The parties hereto agree that in curing title to assets and obtaining all necessary consents as provided in clauses (i) and (ii) of the preceding sentence, Texaco or GRMC will pay any required amounts up to, but not in excess of, $100,000 in the aggregate. Texaco, GOC and GRMC agree that whenever it is appropriate or necessary for the Realty Company to perform obligations or exercise rights under this Agreement or the Related Agreements other than as set forth in Section 2(a) herein, Buyer will give reasonable written notice thereof to Texaco, GOC or GRMC as may be appropriate and Texaco, GOC and GRMC will accept such performance or honor such exercise; provided that any such performance or exercise will not constitute or be deemed to constitute an assignment of Buyer’s rights and obligations hereunder and if such performance or exercise is not satisfactory, it will not relieve Buyer from any of its obligations or liabilities hereunder or thereunder.

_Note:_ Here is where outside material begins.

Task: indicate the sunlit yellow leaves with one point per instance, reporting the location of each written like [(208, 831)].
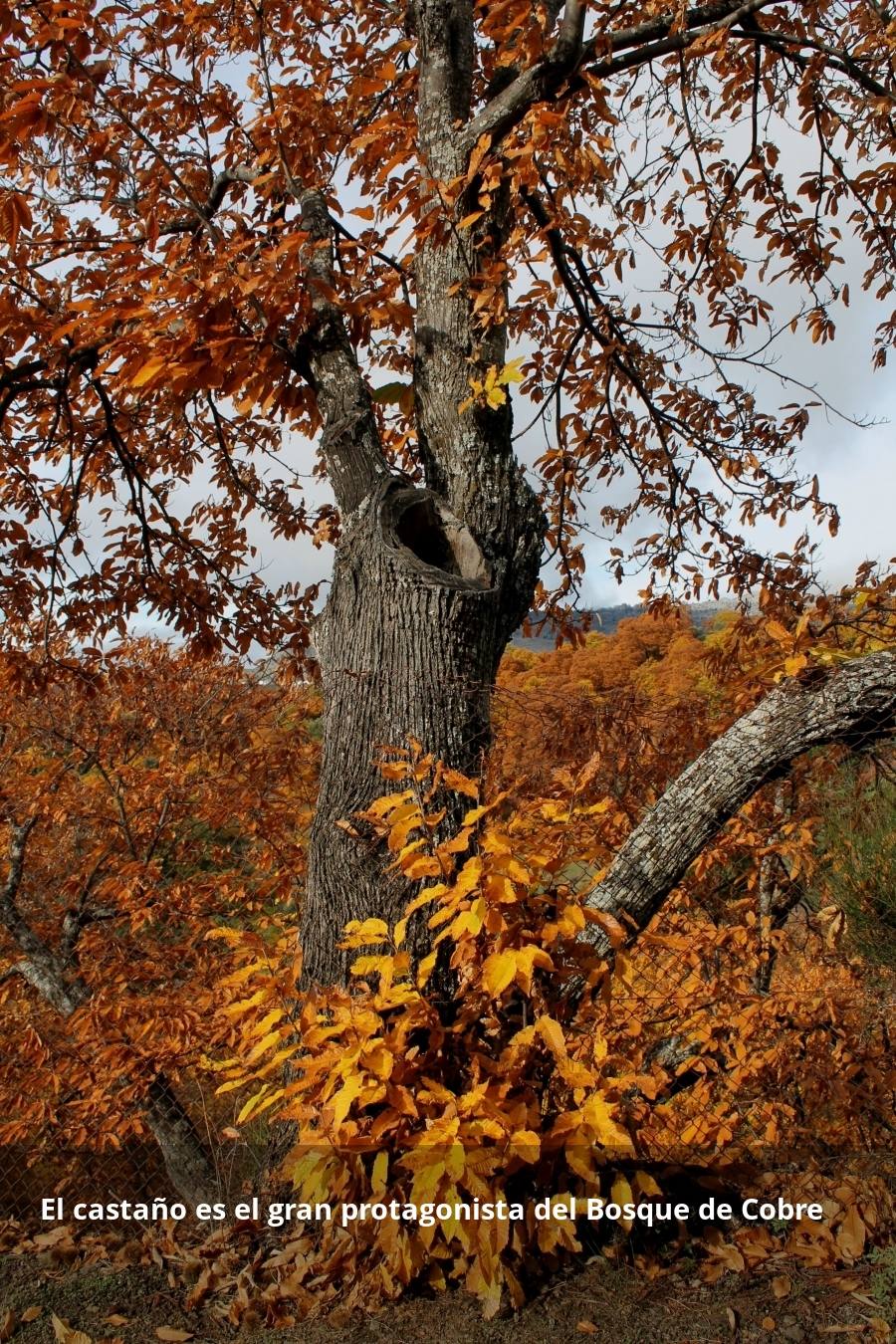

                    (d) Accounts Receivable. The transaction contemplated by this Agreement does not include the transfer to Buyer by GRMC of the Receivables, other than the Dealer Amortizations, of the Operation which originated on or prior to the Closing Date. However, during the sixty day period commencing on the Closing Date (the “Collection Period”). Buyer agrees to use its best efforts, in accordance with Buyer’s customary collection procedure, and at GRMC’s expense with respect to out-of-pocket costs incurred, to collect on behalf of GRMC the Receivables retained by GRMC

41


hereunder; provided, however, Buyer shall have no obligation to institute any legal proceedings to collect such Receivables, or to give preference to the collection of the Receivables over the collection of its own accounts receivable. Buyer agrees to pay GRMC on a weekly basis the amount of any and all monies received by Buyer relating to the Receivables retained by GRMC hereunder. At the end of the Collection Period, or such earlier date as may be requested by GRMC, Buyer will return to GRMC all of the Receivables (and related documents) which originated on or prior to the Closing Date and remain uncollected.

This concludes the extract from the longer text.